Cryptocarya clarksoniana, commonly known as Clarkson's laurel, is a tree in the laurel family and is endemic to north Queensland. Its leaves are lance-shaped to elliptic, the flowers creamy-green and tube-shaped, and the fruit a spherical black drupe.

==Description==
Cryptocarya clarksoniana is a tree that typically grows to a height of 19 m, its stems not buttressed. Its leaves are lance-shaped to elliptic, 55–150 mm long and 20–50 mm wide on a petiole 5–10 mm long. The flowers are usually arranged in panicles shorter than the leaves and are perfumed. The tepals are 1.1–1.5 mm long and 1.1–1.4 mm wide, the outer anthers 0.5–0.6 mm long and wide, the inner anthers 0.6-0.7 mm long and 0.4–0.5 mm wide.
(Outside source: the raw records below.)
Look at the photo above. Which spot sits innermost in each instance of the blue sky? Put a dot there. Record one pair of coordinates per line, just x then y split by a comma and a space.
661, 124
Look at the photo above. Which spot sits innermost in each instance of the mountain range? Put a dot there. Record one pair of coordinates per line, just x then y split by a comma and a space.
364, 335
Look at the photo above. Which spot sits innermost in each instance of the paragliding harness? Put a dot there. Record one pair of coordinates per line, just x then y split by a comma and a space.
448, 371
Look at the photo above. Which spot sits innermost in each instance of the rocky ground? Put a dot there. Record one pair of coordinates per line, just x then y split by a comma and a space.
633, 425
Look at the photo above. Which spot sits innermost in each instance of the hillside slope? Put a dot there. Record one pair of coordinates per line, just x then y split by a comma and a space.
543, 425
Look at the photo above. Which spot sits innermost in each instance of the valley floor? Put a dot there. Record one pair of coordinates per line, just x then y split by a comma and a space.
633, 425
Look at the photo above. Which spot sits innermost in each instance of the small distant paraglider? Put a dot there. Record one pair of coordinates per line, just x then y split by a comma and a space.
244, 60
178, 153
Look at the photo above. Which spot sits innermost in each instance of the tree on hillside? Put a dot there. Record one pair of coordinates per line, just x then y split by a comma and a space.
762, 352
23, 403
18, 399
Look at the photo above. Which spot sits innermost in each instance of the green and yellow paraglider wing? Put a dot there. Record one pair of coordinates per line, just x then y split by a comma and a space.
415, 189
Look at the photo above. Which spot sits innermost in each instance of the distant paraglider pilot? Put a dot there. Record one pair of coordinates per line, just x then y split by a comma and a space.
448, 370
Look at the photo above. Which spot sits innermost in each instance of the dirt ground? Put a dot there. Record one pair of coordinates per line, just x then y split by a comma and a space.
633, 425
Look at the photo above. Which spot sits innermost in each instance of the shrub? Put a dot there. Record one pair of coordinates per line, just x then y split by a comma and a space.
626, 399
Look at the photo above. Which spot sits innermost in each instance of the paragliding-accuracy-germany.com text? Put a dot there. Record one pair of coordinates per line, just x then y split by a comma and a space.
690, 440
Flowering occurs from December to March, and the fruit is a spherical or elliptic black drupe 14–15 mm long and 11–13 mm wide.

==Taxonomy==
Cryptocarya clarksoniana was first formally described in 1989 by Bernard Hyland in Australian Systematic Botany.

==Distribution and habitat==
This species of Cryptocarya grows in rainforest rich in Agathis robusta in soils derived from granite, at elevations from sea level to 1100 m. It is found from the Big Tableland south of Cooktown to Goldsborough in north-eastern Queensland.